Though I rarely go a week without at least one run, some weeks I am all about running and some weeks not so much. My biggest running motivator is an adventure goal with a deadline!
Which brings me to my current situation. John and I have committed to a 6 night/7 day late August trek in Eagle Cap Wilderness, Oregon. Because we have spent the last few months “in discussion” about our destination, I have struggled to get my mind around getting in shape (cue up violin music). This week reality finally settled in! Yikes, only 89 days till departure. I think I found my motivation!
So this is how Eagle Cap Training Week One shook out :
Monday, May 22: Set my alarm for 4:30 AM and, at 4:30 AM, reset it for the regular time. Grrrrrr, still tired from Saturday’s 8 mile hike to Charlie’s Bunion and couldn’t convince myself that running was a good idea. On the plus side, 1-min of planking done.

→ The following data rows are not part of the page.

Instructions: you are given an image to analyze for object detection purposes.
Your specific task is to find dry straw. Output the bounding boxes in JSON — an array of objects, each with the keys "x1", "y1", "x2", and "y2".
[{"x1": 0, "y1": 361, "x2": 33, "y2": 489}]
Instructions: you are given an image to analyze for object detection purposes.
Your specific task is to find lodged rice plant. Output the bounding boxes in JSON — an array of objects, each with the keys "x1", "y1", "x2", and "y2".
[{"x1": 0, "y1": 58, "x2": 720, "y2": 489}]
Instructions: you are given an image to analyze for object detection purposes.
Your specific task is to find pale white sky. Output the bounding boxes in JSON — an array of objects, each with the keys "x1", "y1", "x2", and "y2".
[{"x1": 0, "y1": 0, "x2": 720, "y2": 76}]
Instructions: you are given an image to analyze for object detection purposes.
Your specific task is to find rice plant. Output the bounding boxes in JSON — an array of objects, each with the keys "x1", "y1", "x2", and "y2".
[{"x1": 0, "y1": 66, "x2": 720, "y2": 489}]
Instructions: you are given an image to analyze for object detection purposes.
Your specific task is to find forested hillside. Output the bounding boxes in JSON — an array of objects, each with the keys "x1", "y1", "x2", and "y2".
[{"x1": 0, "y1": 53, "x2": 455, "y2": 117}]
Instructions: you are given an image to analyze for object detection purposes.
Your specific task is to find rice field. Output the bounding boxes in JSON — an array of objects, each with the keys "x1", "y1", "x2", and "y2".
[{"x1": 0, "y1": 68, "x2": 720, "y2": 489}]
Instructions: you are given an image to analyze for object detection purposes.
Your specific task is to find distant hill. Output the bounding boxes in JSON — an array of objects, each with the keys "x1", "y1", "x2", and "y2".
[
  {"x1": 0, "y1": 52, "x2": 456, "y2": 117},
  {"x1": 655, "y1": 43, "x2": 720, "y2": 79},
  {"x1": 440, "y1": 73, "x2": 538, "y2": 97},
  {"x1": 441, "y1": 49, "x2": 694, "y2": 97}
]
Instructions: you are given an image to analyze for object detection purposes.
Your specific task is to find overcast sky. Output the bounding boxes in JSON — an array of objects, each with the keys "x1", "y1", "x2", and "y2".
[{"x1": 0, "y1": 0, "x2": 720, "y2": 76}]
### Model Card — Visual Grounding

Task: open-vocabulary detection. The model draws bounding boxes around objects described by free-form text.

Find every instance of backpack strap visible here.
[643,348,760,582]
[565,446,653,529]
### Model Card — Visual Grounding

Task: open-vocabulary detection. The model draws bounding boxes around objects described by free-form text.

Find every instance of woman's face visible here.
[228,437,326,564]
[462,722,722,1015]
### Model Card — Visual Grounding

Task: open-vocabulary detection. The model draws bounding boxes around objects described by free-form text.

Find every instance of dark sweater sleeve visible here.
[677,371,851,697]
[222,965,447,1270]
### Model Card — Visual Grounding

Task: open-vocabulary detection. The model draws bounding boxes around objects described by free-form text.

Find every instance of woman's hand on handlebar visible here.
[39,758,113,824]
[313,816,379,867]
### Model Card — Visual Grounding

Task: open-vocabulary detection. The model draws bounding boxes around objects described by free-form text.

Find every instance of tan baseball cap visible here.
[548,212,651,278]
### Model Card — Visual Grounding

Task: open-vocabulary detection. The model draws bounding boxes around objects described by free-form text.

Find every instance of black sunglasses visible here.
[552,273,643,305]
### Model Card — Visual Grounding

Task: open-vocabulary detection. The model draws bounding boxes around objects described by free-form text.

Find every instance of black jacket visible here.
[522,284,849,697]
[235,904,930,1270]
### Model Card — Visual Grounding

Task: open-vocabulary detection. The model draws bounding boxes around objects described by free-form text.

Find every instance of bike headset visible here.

Tuesday, May 23: Ditto Monday, but yay for another 1-min plank.
Wednesday, May 24: Third time is a charm. Up at 4:30 Am for a 2:42 mile run around the neighborhood. It is really dark at 4:30 AM and NO ONE else is stirring. Lucky for me I have my trusty headlamp and John to keep me company. When we got home, we patted ourselves on the back for getting out the door! And yay for another 1-min plank.
Thursday, May 25: Riding high from yesterday’s early wake up, we were up again at 4:30 AM. This time for a 2.11 mile run, I had an early meeting at work so we cut our distance a little. Nope, still no one out that early and yes I did the 1-min plank.
Friday, May 26: This is my late day at work and my hardest day. Nobody in our house is getting up at 4:30 AM. 1-min plank done.
Saturday, May 27: We slept in (7:30ish). After all, it was my 64th birthday and gosh I deserved it!! Went for a 4.02 (yes, .02 counts) around and just outside the neighborhood. Since we are in a build phase (read: just getting back in to it), we (I) avoided the hills and kept it flat. Going for distance this day and hills would have crushed me!!
Sunday, May 28: I think my husband tried to kill me today (well in a loving, let me help you get in shape sort of way). After another sleep-in/relax and drink coffee sort of morning, we headed out for the second run of the weekend, 3.57 miles. Again, around the ‘hood, not too exciting but getting it done. My legs are feeling a little tired now but I am feeling quite happy with the weekend effort.
But it appears I was not done. John announced that we really MUST do steps. After all, we will be hiking a lot of uphill and well, how do you get in shape to go uphill if you don’t go up hill. So off to the University of Tennessee we head to walk the steps on The Hill or as it is known by the faculty and students, “Cardiac Hill.” We climbed all the steps around the hill, then one wicked set at Neyland Stadium and the and up and down through the stadium parking garage. We climb 631 steps up, I did not count the down. By the end of the effort, I was gasping for air, my legs were trashed, I don’t think my husband even took a deep breath.
So, that was our effort for Eagle Cap Training-Week One. All in all, not a bad effort for our first week.